Aiutare qualcuno? Stai attento: il gesto di buona volontà si svaluta in fretta; dopo il primo aiuto tutti credono che per te sia un gioco da ragazzi.

Quando decidi di dare una mano a qualcuno, devi farlo con prudenza. Un gesto di buona volontà perde valore in fretta: il primo aiuto fa credere al beneficiario che per te sia un compito leggero, che tu abbia “un eccesso” di tempo, soldi e energie.

C’è però una trappola nascosta: quel supporto può trasformarsi presto in un peso. All’inizio ti ringraziano, ti chinano il capo con rispetto. Poi chiedono “per cortesia”. Poi incominciano a pretendere. E quando non puoi più o non vuoi più, ti trattano come se avessi tradito, come se avessi rubato, come se dovessi ancora una paga o un debito.

Nel loro modo di vedere le cose sei diventato “un benefattore”, quindi devono continuare a “fornire”. La tua gentilezza è stata inserita nel loro bilancio come “entrata programmata”. Contavano su di te! Ti sei iscritto al ruolo di salvatore e ora, se ti rifiuti, sei colpevole.

Un’altra dura verità è che talvolta il tuo aiuto suscita invidia. “Se lui può dare, allora ha un surplus. Perché a me resta solo una briciola?” Così il tuo sostegno non è più percepito come dono, ma come umiliazione.

Quando alla fine dici: “Scusa, non ce la faccio più”, non trovi comprensione, ma rimproveri e risentimenti. È capitato più volte: prima gratitudine sincera, poi richieste, poi pretese, infine rabbia e svalutazione di tutto ciò che hai fatto. L’aiuto trasforma rapidamente il collaboratore in “debitore”. Basta fermarsi un attimo e ti dipingono come il colpevole.

Perciò, prima di allungare la mano, rifletti: dopo la seconda o terza richiesta, chiediti se la tua bontà non si sta trasformando in “servizio a vita”. Spesso ci si aspetta non gratitudine, ma un obbligo senza fine.

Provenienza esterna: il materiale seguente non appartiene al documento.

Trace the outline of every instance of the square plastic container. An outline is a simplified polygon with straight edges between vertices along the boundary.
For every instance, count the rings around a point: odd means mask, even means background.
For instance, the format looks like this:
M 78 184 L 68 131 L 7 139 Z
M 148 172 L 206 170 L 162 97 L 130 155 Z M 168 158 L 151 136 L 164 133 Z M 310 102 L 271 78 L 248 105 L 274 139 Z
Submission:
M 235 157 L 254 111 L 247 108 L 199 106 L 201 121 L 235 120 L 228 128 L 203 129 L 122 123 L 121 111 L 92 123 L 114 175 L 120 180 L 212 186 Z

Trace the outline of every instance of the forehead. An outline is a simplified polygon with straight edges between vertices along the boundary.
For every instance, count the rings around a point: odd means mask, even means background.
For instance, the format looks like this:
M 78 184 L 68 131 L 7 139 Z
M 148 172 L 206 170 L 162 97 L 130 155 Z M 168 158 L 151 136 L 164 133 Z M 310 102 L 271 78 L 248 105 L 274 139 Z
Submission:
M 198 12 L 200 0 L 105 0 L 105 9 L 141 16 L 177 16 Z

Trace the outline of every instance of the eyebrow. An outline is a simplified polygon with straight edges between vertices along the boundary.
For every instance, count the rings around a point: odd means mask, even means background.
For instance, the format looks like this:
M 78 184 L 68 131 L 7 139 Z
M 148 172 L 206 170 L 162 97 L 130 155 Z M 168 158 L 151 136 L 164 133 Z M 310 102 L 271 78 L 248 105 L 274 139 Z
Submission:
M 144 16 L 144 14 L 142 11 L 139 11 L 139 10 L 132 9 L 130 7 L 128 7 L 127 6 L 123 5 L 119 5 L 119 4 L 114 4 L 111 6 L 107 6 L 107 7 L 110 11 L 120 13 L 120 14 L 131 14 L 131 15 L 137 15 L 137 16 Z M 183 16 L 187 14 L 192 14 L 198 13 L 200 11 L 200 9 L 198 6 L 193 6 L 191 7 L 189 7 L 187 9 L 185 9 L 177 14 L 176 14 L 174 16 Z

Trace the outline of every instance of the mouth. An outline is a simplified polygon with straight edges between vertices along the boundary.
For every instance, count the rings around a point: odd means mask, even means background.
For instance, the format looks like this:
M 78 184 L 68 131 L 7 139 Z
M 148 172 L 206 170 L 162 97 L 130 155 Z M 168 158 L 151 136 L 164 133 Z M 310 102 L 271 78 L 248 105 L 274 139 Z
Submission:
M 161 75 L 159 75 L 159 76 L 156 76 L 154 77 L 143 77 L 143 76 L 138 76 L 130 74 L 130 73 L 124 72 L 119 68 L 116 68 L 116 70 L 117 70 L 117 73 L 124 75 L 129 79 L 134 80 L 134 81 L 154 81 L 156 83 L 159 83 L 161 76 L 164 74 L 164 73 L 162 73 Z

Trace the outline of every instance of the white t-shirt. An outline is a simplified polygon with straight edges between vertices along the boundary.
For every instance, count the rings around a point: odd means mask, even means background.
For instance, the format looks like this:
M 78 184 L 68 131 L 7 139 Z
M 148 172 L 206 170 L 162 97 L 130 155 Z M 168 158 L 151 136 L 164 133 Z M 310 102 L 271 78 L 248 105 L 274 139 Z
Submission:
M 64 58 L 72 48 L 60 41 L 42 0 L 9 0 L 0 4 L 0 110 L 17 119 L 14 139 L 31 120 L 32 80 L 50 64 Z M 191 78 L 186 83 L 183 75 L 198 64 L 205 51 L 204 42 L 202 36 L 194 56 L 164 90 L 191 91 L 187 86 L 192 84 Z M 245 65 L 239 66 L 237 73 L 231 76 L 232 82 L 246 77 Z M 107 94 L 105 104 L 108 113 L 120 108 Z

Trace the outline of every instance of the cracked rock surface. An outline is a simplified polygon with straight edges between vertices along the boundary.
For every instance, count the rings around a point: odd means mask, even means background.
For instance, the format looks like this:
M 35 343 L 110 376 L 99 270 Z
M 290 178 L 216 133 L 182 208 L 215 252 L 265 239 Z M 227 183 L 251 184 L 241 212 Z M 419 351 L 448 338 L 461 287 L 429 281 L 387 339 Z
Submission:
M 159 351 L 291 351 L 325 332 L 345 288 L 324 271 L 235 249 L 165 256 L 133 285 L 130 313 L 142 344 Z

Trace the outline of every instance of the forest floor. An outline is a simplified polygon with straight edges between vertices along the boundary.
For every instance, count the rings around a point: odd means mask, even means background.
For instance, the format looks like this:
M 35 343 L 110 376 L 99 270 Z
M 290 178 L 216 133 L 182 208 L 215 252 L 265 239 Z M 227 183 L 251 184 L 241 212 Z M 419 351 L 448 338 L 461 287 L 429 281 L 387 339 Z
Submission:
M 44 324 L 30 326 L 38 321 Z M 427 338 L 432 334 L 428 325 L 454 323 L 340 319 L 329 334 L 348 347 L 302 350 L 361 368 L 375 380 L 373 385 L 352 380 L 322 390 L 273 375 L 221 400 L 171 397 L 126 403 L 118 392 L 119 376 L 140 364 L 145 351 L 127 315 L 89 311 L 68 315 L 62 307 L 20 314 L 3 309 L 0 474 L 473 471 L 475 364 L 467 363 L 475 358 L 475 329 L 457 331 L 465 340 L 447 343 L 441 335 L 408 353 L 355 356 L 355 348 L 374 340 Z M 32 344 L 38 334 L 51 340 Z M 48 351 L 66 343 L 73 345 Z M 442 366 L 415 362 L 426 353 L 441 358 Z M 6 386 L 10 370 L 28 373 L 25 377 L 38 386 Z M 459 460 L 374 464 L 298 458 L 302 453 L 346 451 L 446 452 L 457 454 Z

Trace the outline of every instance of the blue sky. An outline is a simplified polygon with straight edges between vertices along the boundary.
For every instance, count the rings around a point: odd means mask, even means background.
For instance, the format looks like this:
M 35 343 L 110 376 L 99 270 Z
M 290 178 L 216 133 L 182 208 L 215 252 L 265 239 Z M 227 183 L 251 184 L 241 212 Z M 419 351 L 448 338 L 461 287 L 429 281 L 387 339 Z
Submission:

La fine di questa storia è sempre la stessa: il vecchio eroe diventa “traditore”.

Il bene fatto con sincerità, senza secondi fini, non ha debiti. O è apprezzato, o svanisce in un attimo, e allora non è più colpa tua.

Conosco una signora di Milano, Francesca, che aveva una amica d’infanzia, Giulia. Quando Giulia perse il lavoro, Francesca non esitò: le diede dei soldi, la presentò a conoscenti e, per qualche mese, la ospitò nella sua casa.

All’inizio Giulia ringraziava quasi ogni giorno. Poi si abituò. Poi cominciò a considerare quell’aiuto come una cosa dovuta. – “Sei l’unica che ho, mi salverai sempre, vero?” – ripeteva ogni volta che chiedeva ancora.

Francesca continuava a dare. Un giorno, però, disse: “Scusa, non riesco più. Anch’io sto attraversando un periodo difficile”. Giulia cambiò subito tono. – “Contavo su di te! Mi avevi promesso! Come può un vero amico fare così?” – la sua voce era piena di accusa.

Tutto quello che Francesca aveva fatto per anni svanì dalla memoria di Giulia, lasciando solo il rancore: “non mi hai aiutata quando ne avevo bisogno”. Il dolore più grande non fu per i soldi o il tempo sprecato, ma per il fatto che non c’era stata vera amicizia, solo l’abitudine di prendere.

Fu allora che Francesca capì la lezione fondamentale: l’aiuto vale solo quando è accompagnato da gratitudine. Se al posto della gratitudine arriva una pretensione, non è più sostegno, ma sfruttamento.

Da quel momento aiuta solo chi è disposto a tendere la mano a sua volta. Sa bene che il bene deve essere reciproco; altrimenti si trasforma in catene.